# Not a bite!



## shanna1 (Mar 21, 2009)

Last two days I haven't had a bite. Two more days to fish. Fishing intercoastal canal, Perdido pass, Bon Secour river, and the beaches. God hates me!


----------



## cobe killer (Apr 13, 2008)

shanna1 said:


> Last two days I haven't had a bite. Two more days to fish. Fishing intercoastal canal, Perdido pass, Bon Secour river, and the beaches. *God hates me*!


no He doesn't............................................... you just suck!!!!:whistling:


----------



## shanna1 (Mar 21, 2009)

Amen!


----------



## jcallaham (Dec 13, 2009)

You aren't alone somehow the cold seems to ruin the fishing. Hey at your trying


----------



## Chapman5011 (Mar 7, 2013)

shanna1 said:


> Last two days I haven't had a bite. Two more days to fish. Fishing intercoastal canal, Perdido pass, Bon Secour river, and the beaches. God hates me!

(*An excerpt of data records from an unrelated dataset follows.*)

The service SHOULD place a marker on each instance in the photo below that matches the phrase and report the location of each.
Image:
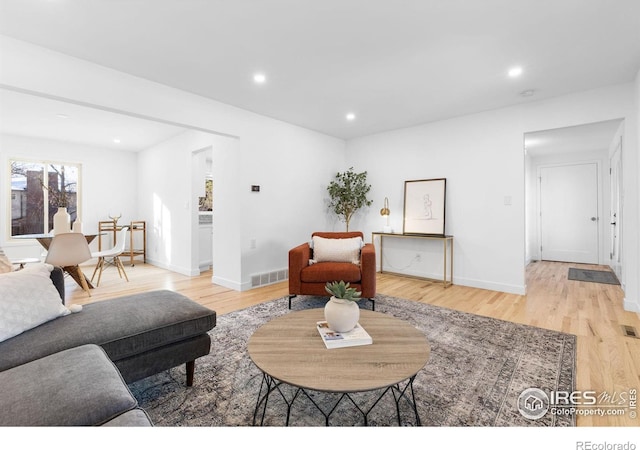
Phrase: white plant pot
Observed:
(61, 221)
(341, 315)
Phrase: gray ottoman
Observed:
(75, 387)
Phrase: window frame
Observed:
(44, 163)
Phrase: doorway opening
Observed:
(569, 198)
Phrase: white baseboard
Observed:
(632, 306)
(230, 284)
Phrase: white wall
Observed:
(108, 184)
(292, 164)
(482, 157)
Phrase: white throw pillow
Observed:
(337, 250)
(28, 298)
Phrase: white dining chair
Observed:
(69, 250)
(111, 256)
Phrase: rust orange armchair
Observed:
(331, 256)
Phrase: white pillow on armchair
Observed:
(337, 250)
(28, 298)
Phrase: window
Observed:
(37, 190)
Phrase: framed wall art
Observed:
(424, 206)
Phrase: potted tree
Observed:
(348, 192)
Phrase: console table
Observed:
(447, 247)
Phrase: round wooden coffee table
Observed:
(289, 350)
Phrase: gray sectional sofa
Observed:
(74, 370)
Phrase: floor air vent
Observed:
(263, 279)
(630, 331)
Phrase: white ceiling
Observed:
(29, 115)
(392, 63)
(585, 138)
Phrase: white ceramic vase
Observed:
(61, 221)
(341, 315)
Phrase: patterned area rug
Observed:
(593, 276)
(477, 369)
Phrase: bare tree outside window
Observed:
(37, 190)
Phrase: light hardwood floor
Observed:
(607, 361)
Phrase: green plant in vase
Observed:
(341, 311)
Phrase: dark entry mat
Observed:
(593, 276)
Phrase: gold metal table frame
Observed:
(447, 247)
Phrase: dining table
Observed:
(45, 239)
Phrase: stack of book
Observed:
(333, 339)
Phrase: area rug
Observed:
(593, 276)
(477, 369)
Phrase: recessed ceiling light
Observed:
(515, 72)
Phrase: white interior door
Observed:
(569, 213)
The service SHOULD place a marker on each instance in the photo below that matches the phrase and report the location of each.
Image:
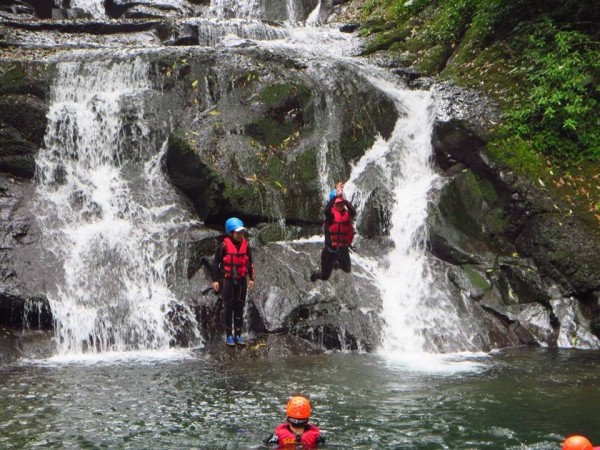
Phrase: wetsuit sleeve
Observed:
(327, 210)
(351, 209)
(215, 269)
(250, 264)
(273, 439)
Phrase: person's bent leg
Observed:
(328, 257)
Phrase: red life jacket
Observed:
(309, 439)
(235, 260)
(340, 229)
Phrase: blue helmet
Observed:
(233, 224)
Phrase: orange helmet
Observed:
(298, 408)
(577, 443)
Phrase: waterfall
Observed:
(249, 9)
(418, 313)
(106, 211)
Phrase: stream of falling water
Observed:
(106, 212)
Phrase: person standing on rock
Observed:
(232, 275)
(339, 233)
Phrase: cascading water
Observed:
(417, 311)
(106, 212)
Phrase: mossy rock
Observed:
(200, 182)
(17, 155)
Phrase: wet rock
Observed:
(564, 251)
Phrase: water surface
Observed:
(518, 399)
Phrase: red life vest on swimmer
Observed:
(341, 230)
(235, 258)
(309, 439)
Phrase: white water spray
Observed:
(107, 213)
(419, 316)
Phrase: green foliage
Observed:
(516, 153)
(559, 112)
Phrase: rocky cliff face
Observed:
(247, 129)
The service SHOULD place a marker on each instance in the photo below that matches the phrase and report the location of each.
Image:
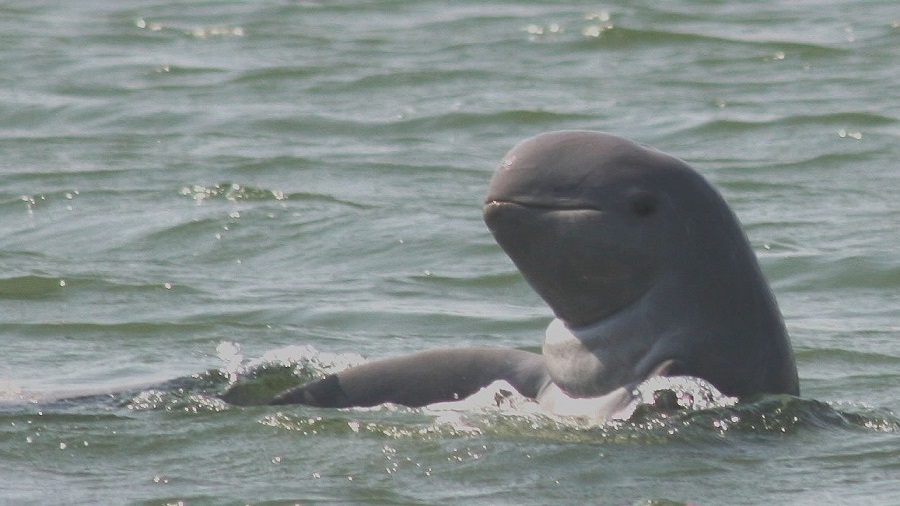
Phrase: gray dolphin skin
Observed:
(644, 265)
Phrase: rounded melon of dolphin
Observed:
(644, 265)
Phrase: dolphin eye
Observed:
(643, 203)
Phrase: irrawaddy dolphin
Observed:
(645, 267)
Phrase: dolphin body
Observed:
(644, 265)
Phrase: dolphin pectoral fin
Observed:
(423, 378)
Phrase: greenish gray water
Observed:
(175, 177)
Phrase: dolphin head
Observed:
(644, 265)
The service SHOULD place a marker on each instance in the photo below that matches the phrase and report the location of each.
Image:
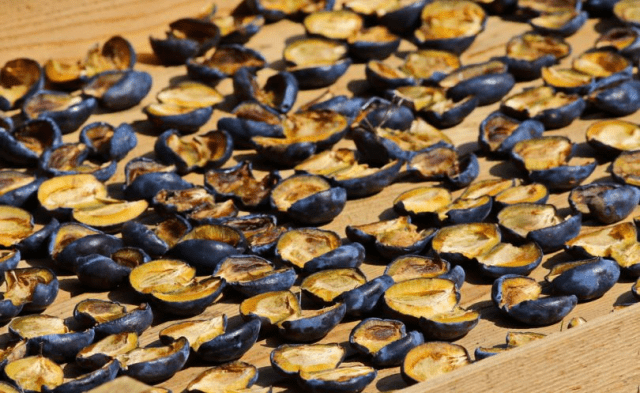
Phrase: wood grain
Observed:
(603, 349)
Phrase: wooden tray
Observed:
(600, 356)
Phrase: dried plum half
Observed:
(205, 246)
(618, 99)
(384, 341)
(290, 359)
(28, 289)
(240, 184)
(158, 239)
(34, 373)
(62, 194)
(155, 364)
(310, 250)
(488, 81)
(450, 25)
(224, 62)
(563, 23)
(116, 54)
(431, 359)
(587, 279)
(211, 149)
(352, 378)
(108, 318)
(261, 231)
(279, 91)
(391, 238)
(187, 37)
(252, 275)
(606, 202)
(101, 352)
(68, 111)
(627, 12)
(235, 376)
(505, 258)
(303, 134)
(540, 223)
(447, 164)
(326, 285)
(308, 199)
(519, 298)
(528, 53)
(109, 142)
(430, 65)
(463, 243)
(549, 161)
(499, 132)
(19, 79)
(553, 109)
(172, 287)
(359, 180)
(119, 90)
(312, 325)
(237, 26)
(411, 300)
(16, 224)
(271, 308)
(26, 143)
(316, 62)
(618, 242)
(624, 39)
(382, 144)
(335, 25)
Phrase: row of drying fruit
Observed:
(199, 224)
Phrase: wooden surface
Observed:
(600, 356)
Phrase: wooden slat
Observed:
(600, 356)
(67, 28)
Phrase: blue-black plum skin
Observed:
(88, 381)
(283, 84)
(319, 208)
(157, 370)
(610, 204)
(352, 385)
(313, 328)
(563, 177)
(121, 143)
(102, 244)
(100, 272)
(382, 83)
(146, 186)
(588, 281)
(242, 130)
(346, 256)
(454, 115)
(364, 299)
(186, 123)
(16, 152)
(60, 347)
(127, 92)
(489, 88)
(393, 354)
(539, 312)
(527, 129)
(204, 255)
(230, 345)
(316, 77)
(568, 29)
(70, 119)
(619, 100)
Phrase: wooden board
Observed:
(603, 350)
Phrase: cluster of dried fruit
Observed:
(180, 257)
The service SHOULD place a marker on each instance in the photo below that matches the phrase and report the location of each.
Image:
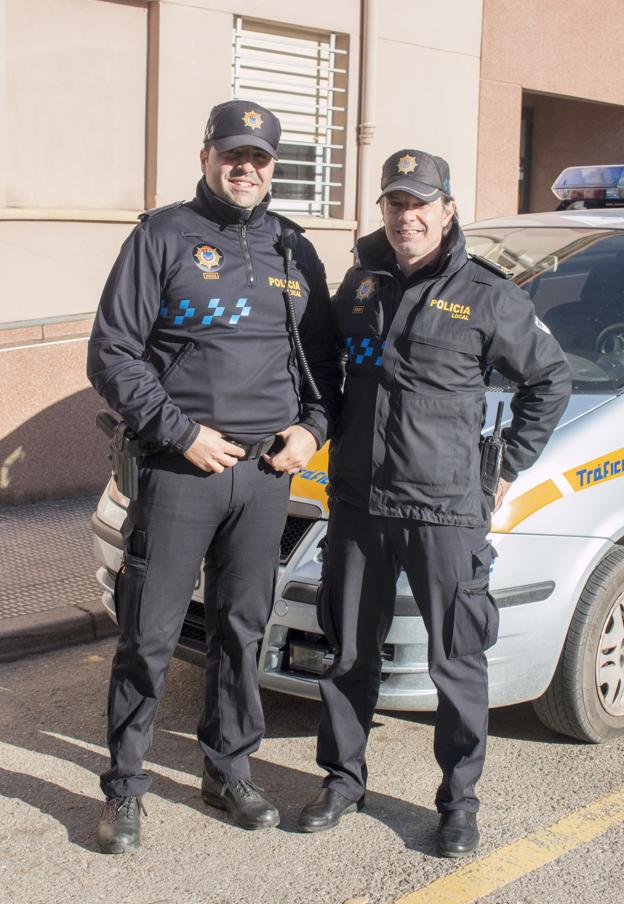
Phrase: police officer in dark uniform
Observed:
(193, 347)
(421, 323)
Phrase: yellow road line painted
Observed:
(483, 876)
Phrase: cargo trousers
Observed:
(231, 523)
(448, 569)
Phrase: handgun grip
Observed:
(106, 422)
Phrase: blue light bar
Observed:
(585, 183)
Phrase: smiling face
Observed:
(241, 176)
(414, 228)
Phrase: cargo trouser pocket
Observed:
(475, 615)
(129, 591)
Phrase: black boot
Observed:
(242, 800)
(119, 828)
(326, 810)
(458, 834)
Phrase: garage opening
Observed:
(557, 132)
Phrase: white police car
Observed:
(559, 576)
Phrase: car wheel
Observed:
(586, 696)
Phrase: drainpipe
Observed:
(366, 126)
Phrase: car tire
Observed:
(585, 699)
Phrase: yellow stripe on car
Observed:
(518, 509)
(598, 470)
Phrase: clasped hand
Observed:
(210, 451)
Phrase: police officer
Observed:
(421, 323)
(191, 345)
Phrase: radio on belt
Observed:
(492, 454)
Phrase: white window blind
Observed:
(301, 76)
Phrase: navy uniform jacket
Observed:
(192, 327)
(407, 441)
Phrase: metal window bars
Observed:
(300, 76)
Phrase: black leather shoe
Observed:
(242, 800)
(119, 828)
(458, 834)
(326, 810)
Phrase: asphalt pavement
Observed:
(48, 593)
(552, 821)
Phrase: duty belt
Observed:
(256, 449)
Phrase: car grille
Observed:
(193, 632)
(294, 531)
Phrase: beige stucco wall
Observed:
(566, 48)
(73, 110)
(75, 104)
(428, 89)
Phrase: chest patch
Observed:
(294, 286)
(209, 259)
(365, 290)
(365, 351)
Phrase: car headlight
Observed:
(116, 496)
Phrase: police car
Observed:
(559, 576)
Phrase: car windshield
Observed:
(575, 278)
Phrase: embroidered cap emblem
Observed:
(407, 164)
(365, 289)
(252, 119)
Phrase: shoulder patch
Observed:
(491, 266)
(156, 210)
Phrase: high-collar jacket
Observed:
(192, 327)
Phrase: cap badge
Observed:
(407, 164)
(252, 119)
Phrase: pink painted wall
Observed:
(557, 48)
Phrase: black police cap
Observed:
(420, 174)
(241, 123)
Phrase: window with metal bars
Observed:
(301, 76)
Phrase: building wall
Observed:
(564, 48)
(102, 111)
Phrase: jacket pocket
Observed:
(177, 361)
(351, 447)
(428, 439)
(475, 615)
(129, 592)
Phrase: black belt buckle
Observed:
(255, 450)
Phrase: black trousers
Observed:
(233, 523)
(447, 568)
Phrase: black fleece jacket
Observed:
(407, 442)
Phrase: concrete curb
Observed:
(38, 632)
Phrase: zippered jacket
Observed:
(418, 354)
(192, 327)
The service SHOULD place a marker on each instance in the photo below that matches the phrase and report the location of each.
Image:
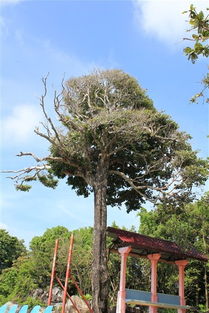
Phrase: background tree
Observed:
(111, 141)
(10, 249)
(188, 226)
(200, 36)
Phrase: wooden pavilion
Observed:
(156, 250)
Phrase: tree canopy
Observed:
(199, 22)
(112, 141)
(10, 249)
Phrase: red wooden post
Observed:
(67, 272)
(181, 265)
(121, 304)
(154, 260)
(53, 271)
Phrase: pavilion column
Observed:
(121, 302)
(181, 265)
(154, 258)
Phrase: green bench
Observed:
(24, 309)
(135, 297)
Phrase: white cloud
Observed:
(3, 226)
(19, 125)
(5, 2)
(164, 19)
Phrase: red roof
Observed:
(144, 245)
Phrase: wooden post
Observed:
(121, 303)
(181, 265)
(154, 260)
(53, 271)
(67, 273)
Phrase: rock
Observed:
(9, 304)
(57, 295)
(80, 304)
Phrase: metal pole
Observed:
(67, 272)
(53, 271)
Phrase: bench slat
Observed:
(144, 298)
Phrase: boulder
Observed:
(80, 304)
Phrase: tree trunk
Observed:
(99, 266)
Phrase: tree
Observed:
(10, 249)
(111, 141)
(200, 28)
(188, 226)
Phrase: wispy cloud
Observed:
(163, 19)
(7, 2)
(18, 126)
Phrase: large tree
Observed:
(10, 249)
(112, 141)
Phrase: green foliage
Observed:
(199, 22)
(10, 249)
(188, 226)
(48, 180)
(23, 187)
(109, 118)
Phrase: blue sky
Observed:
(71, 38)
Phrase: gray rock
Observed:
(80, 304)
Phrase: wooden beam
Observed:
(136, 255)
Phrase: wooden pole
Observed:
(181, 265)
(73, 303)
(154, 260)
(53, 271)
(121, 304)
(67, 272)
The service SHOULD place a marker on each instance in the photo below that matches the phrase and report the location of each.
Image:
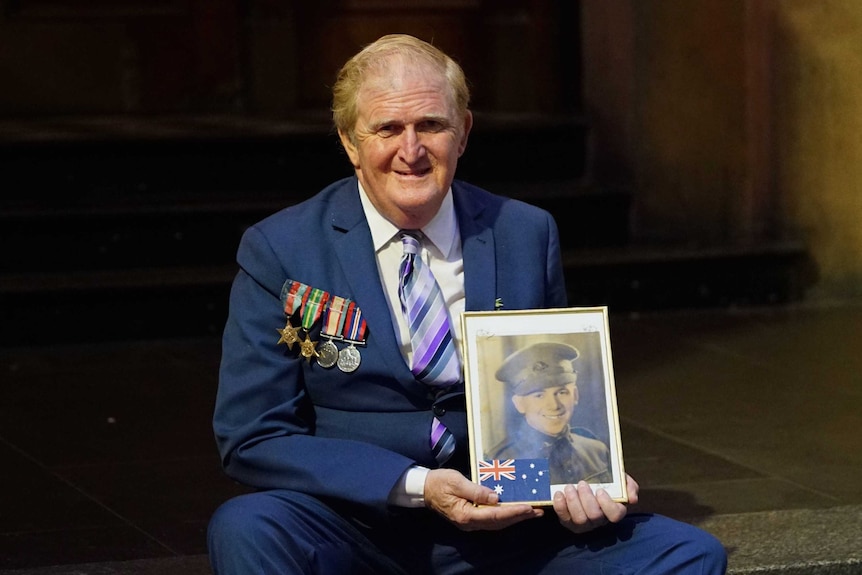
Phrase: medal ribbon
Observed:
(313, 307)
(296, 298)
(333, 322)
(355, 324)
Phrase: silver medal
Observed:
(327, 354)
(348, 359)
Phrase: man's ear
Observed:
(468, 125)
(350, 148)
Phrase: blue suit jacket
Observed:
(283, 422)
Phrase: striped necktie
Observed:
(435, 361)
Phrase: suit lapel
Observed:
(477, 245)
(355, 251)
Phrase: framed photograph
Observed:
(541, 402)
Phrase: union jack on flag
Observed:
(496, 469)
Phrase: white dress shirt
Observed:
(441, 250)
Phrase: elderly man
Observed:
(340, 396)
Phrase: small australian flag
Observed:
(517, 479)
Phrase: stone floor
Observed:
(745, 421)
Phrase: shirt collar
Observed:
(440, 231)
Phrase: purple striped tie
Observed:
(435, 361)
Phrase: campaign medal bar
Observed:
(354, 332)
(333, 324)
(292, 302)
(310, 314)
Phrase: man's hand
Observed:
(579, 510)
(453, 496)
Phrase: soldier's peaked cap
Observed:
(538, 366)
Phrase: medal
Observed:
(307, 348)
(311, 312)
(333, 324)
(293, 297)
(327, 354)
(288, 335)
(349, 357)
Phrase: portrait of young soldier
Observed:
(542, 384)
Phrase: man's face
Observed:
(548, 410)
(408, 138)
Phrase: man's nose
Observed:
(412, 148)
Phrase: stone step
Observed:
(786, 542)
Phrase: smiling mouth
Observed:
(414, 173)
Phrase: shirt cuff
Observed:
(409, 491)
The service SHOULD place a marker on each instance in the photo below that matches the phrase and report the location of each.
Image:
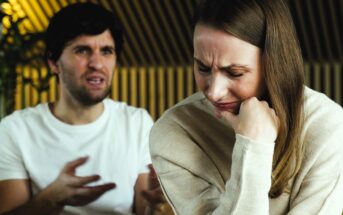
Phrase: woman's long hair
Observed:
(268, 25)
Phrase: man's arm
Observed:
(67, 189)
(15, 199)
(141, 185)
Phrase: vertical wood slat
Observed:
(152, 91)
(143, 87)
(158, 88)
(161, 90)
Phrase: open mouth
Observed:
(95, 81)
(231, 107)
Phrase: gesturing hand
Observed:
(154, 196)
(69, 189)
(255, 120)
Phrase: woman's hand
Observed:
(255, 120)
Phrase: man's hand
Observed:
(69, 189)
(255, 120)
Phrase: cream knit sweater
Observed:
(204, 168)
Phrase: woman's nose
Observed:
(218, 87)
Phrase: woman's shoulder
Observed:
(323, 122)
(321, 111)
(189, 107)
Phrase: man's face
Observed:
(86, 67)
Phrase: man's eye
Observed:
(108, 51)
(81, 51)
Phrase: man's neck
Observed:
(74, 113)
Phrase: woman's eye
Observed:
(107, 51)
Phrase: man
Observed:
(84, 154)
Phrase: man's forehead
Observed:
(103, 39)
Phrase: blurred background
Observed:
(155, 68)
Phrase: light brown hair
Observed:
(268, 25)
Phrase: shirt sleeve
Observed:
(144, 151)
(11, 163)
(246, 192)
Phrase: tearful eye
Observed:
(235, 73)
(108, 51)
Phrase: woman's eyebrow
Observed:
(200, 63)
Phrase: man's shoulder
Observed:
(24, 115)
(125, 110)
(191, 106)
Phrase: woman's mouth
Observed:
(227, 106)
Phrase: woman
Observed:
(254, 140)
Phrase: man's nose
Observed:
(95, 61)
(218, 87)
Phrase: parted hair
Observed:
(268, 25)
(80, 19)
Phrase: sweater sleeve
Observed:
(11, 163)
(321, 180)
(246, 191)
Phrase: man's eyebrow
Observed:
(232, 66)
(108, 47)
(200, 63)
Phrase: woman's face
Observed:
(227, 69)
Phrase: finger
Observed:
(153, 196)
(85, 195)
(72, 165)
(78, 181)
(95, 190)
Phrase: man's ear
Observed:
(53, 67)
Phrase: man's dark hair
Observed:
(80, 19)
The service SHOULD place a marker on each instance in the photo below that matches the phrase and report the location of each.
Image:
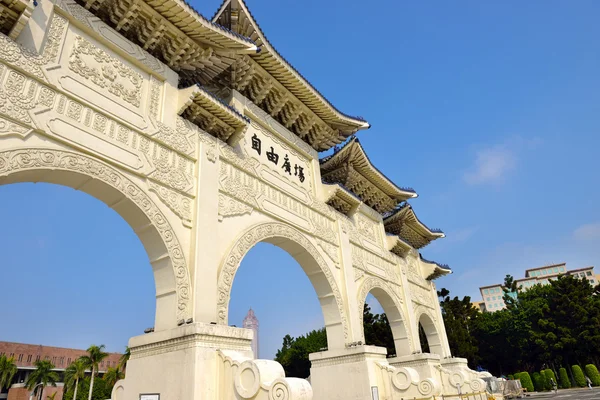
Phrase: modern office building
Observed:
(492, 295)
(25, 356)
(251, 322)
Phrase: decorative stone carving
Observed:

Go half way down ono island to the ono island reef. We caught fish there back in December. Small gags and small Black Sea bass. And some black snapper. With shrimp. You can't miss the telephone poles in the water that surround the reef


----------



## noodlez94 (Mar 27, 2013)

If you hit navarre pier or just the beach near the area whiting and a few blues have been hitting everyday really good


----------



## Sharknut (Mar 18, 2013)

ya gotta hold your mouth right


----------



## Fielro (Jun 4, 2012)

Keep on casting, the cold weather causes lockjaw


----------



## SCREW3D (Nov 23, 2013)

had some luck at Johnsons beach the last few weekends. nothing during the day but got one nice red and a shark at night. lost another red right at the shore. Guy was fishing 40 yards away had a couple reds as well.


Justin


----------



## shanna1 (Mar 21, 2009)

Fishing was better yesterday, just whiting but still a lot of fun. Right by Little Lagoon pass in Gulf Shores. Last day to fish.


----------



## badonskybuccaneers (Aug 19, 2013)

Yea, bay is too cold- nothing biting. You have to chase the trout up into the rivers, they'll be hiding out in holes- bit will be slow until things warm up some. I even figured there might be some hold up at the springs too. Gulf waters will be more productive...
We just wait until spring... Figure it's not worth catching a cold trying to catch a fish,


----------